Cropped-haired Tom Cruise stars as John Anderton, the chief of Pre-Crime, an organization in Washington, D.C. that prevents actual crimes from happening. They manage this feat with the use of Pre-Cogs, precognitive humans who lie in a water tank and are tapped into some video computer that shows their premonitions of upcoming crimes, mostly homicides. When the main Pre-Cog, Agatha (Samantha Morton), the strongest of the three Pre-Cogs, sees a vision, a red ball is unleashed through some tubes with the name of the murderer. John's job is to use a high-tech system using motion control to find where the murderer will commit the crime. Along with his compatriots, they travel to the destination on a ship and prevent the murder within seconds. Pre-crime is a solid, workable system that has prevented crimes from taking place in almost six years (only, of course, in D.C.). The bureau director of this organization, Burgess (Max Von Sydow), is facing a crucial election year where Pre-Crime has been under total scrutiny. Enter the cynical bureacrat from the Justice Department, Danny Witwer (Colin Farrell), who questions the validity of Pre-Crime, and is sure that flaws must exist in this system. Before you know it, John Anderton is in hot water when he discovers that he will commit murder himself.

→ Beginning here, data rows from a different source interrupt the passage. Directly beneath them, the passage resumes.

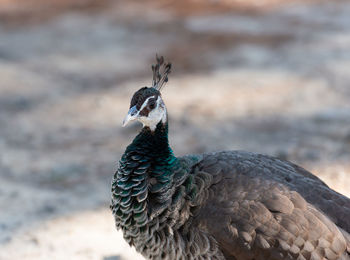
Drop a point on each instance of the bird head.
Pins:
(146, 104)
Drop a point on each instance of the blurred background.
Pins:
(267, 76)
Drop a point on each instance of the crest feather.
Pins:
(160, 77)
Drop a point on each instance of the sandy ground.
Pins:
(270, 80)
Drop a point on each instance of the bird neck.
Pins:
(143, 180)
(152, 144)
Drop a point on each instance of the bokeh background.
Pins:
(266, 76)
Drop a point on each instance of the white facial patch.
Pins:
(155, 115)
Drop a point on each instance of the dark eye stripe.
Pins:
(144, 112)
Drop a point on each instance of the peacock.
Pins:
(221, 205)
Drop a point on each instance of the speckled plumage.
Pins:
(224, 205)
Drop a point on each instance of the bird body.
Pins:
(223, 205)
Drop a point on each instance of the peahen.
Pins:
(223, 205)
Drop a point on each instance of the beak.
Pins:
(131, 116)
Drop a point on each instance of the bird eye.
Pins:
(151, 104)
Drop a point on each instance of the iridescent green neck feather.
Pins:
(142, 185)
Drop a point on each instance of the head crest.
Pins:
(160, 77)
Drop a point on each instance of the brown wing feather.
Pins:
(264, 208)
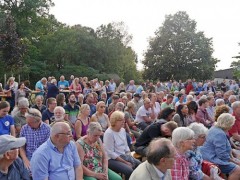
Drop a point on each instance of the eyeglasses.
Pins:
(67, 134)
(34, 115)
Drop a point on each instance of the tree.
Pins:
(178, 51)
(13, 49)
(236, 66)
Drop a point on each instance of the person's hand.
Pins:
(27, 163)
(129, 164)
(101, 176)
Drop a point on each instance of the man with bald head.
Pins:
(160, 159)
(145, 114)
(57, 158)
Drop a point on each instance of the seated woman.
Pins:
(39, 104)
(116, 147)
(83, 120)
(100, 116)
(128, 115)
(156, 105)
(75, 87)
(93, 156)
(183, 140)
(217, 148)
(180, 116)
(194, 156)
(61, 99)
(21, 92)
(166, 115)
(192, 111)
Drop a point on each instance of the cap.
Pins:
(8, 142)
(137, 95)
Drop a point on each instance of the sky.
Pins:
(218, 19)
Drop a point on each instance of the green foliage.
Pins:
(179, 52)
(52, 48)
(236, 67)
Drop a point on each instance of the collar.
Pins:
(159, 173)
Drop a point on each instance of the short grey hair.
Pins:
(23, 102)
(189, 97)
(198, 129)
(158, 149)
(59, 108)
(36, 114)
(219, 102)
(58, 128)
(235, 105)
(181, 134)
(225, 121)
(94, 126)
(231, 97)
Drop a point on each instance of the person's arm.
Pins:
(78, 129)
(108, 122)
(236, 136)
(78, 172)
(93, 118)
(24, 157)
(85, 170)
(177, 170)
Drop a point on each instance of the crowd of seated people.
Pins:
(90, 127)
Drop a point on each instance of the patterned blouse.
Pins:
(93, 156)
(180, 171)
(195, 164)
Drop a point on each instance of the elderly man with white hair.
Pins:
(217, 148)
(57, 158)
(11, 166)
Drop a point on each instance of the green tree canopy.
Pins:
(178, 51)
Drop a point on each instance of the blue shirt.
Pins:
(5, 124)
(39, 85)
(48, 162)
(63, 84)
(16, 171)
(34, 137)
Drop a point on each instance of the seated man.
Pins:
(61, 160)
(145, 114)
(11, 166)
(36, 133)
(155, 130)
(160, 158)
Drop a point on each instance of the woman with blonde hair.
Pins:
(121, 88)
(116, 147)
(76, 87)
(128, 115)
(93, 157)
(217, 148)
(100, 116)
(82, 122)
(183, 140)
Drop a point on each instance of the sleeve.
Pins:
(176, 118)
(11, 120)
(16, 121)
(22, 169)
(109, 142)
(76, 158)
(39, 166)
(44, 116)
(221, 146)
(176, 171)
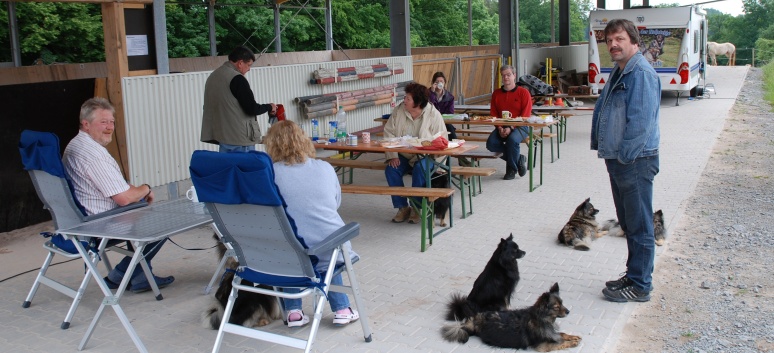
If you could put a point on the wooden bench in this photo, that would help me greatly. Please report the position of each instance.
(475, 157)
(473, 131)
(426, 206)
(464, 178)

Based on a short story by Philip K. Dick, "Minority Report" has a lot of story to work with, and it helps that Cruise is cast as the hot-blooded, doped-up John, facing his own crisis over the loss of his son. Cruise makes John the hero to root for in a world that is grayish and washed-out, thanks to the dazzling cinematography by Spielberg regular Janusz Kaminski. This world is no picnic and technology has taken precendence over personal privacy. The year is 2054 and we see souped-up Lexus cars that can travel on ramps alongside the surfaces of buildings, plants that move and can poison intruders in private homes, eye scanners at every single street corner, advertisements that salute you particularly at Gap stores, newspapers that have rapidly changing images, spider-like robots that search for murder suspects, and so on. It is a world as eerily prescient as the world shown in "Blade Runner," and now that the FBI can scan library records of just about anyone, our universe is becoming just as Orwellian as ever.

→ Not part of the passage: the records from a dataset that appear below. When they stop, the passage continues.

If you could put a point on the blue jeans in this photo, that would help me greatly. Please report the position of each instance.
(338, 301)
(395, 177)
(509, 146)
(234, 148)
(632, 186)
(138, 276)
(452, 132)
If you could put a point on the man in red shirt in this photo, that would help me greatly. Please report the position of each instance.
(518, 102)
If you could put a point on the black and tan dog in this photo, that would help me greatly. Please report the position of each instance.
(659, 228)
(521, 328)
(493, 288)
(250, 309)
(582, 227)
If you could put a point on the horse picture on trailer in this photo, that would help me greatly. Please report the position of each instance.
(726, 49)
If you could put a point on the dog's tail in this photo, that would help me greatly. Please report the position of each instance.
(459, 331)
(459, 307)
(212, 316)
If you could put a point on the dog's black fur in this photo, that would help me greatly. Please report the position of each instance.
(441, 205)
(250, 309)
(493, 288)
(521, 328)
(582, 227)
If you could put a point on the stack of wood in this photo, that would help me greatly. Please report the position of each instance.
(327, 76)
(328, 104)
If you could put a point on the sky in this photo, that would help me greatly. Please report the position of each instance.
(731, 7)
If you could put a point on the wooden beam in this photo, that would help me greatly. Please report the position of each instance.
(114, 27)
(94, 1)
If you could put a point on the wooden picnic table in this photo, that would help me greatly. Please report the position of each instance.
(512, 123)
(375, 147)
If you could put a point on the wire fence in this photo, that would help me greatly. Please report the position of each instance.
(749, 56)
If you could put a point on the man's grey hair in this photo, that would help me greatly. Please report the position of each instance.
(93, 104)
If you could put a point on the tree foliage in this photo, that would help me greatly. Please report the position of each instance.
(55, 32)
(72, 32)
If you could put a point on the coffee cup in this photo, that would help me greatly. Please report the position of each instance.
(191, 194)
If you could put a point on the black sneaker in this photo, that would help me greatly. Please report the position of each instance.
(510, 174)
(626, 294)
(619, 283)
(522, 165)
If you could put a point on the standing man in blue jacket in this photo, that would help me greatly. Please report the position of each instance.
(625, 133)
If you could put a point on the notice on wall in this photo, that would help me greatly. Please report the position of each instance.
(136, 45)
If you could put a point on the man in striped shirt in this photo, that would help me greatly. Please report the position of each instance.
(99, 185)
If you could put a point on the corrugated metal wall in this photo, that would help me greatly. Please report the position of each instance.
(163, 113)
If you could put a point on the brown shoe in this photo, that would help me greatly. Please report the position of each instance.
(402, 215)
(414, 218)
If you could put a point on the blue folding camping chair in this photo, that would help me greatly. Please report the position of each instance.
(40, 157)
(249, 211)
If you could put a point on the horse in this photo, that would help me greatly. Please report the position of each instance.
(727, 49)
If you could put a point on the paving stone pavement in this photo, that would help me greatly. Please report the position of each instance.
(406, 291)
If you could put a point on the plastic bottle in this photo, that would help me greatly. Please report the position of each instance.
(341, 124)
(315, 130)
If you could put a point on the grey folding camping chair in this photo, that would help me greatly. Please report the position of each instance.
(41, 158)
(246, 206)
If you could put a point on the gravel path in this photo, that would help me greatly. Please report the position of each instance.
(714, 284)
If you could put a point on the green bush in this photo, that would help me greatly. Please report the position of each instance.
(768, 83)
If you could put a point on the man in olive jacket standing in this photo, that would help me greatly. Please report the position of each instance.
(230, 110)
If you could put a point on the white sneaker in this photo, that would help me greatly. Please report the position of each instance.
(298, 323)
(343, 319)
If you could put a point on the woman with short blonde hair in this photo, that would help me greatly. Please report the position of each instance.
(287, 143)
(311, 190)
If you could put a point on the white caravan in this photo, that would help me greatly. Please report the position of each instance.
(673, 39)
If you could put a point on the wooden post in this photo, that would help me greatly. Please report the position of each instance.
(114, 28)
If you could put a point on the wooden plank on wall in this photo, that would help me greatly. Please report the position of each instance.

The aspects of Pre-Crime are fascinating, particularly the nature of it and if any flaws exist in a supposedly foolproof system. That is the function of the Danny Witwer character, questioning if any crime would have ever existed and if the Pre-Cogs could ever have been wrong in their assertions and visions. What if a homicide that took place was justifiable in some way? What about self-defense? What about a crime that leads to some positive consequences? The morality at stake of preventing crimes that may happen in the future is frightening if you consider the consequences. And it comes out of John's character who may commit a murder, but to whom and why? Spielberg, however, is not as willing to plunge deeply with such questions. Despite working with Kubrick's ideas in "A.I." and fusing a questionable future for a child robot, Spielberg brings us close to the immorality of Pre-Crime but refuses to stick with the ideas. It is like watching a magician who speaks of magic tricks yet never actually performs them. This is no surprise coming from the eternal optimist who believes that hope will always prevail. Kubrick or, for that matter, Ridley Scott might have stuck with the phase that is set in motion because they see that darkness sometimes prevails, and the consequences of real-life crimes sometimes prevents others from seeing the wrongdoing ahead of time. The future is never that bright in movies, so the last thing I expect is a happy ending.

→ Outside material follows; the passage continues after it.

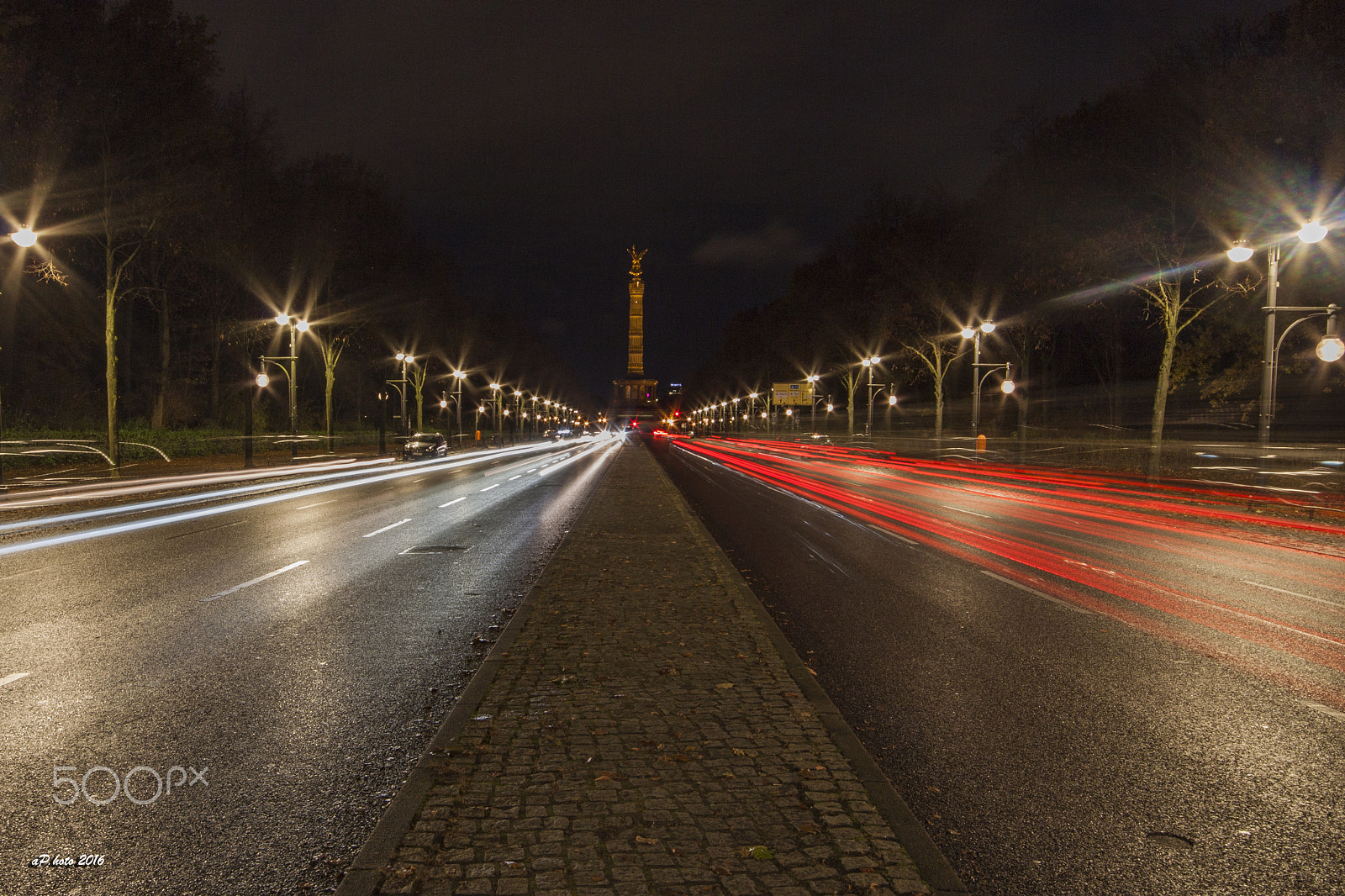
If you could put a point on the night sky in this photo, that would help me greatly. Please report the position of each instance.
(538, 140)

"Minority Report" is a stunning achievement in special-effects and production design, and Cruise fires his acting missiles with acute timing and perfect pitch. I like some of the dark humor in the film and the Kubrickian homages, and the film does have a spellbinding look to it - it is like a darkly humorous, sci-fi noir comedy. But it also goes on too long just when it appears it might have ended (a common Spielberg fallacy) and the last section in the film is overwrought and overdone. Still, it is quite a marvel of a film and the ironic look into the future of invasion of privacy is haunting.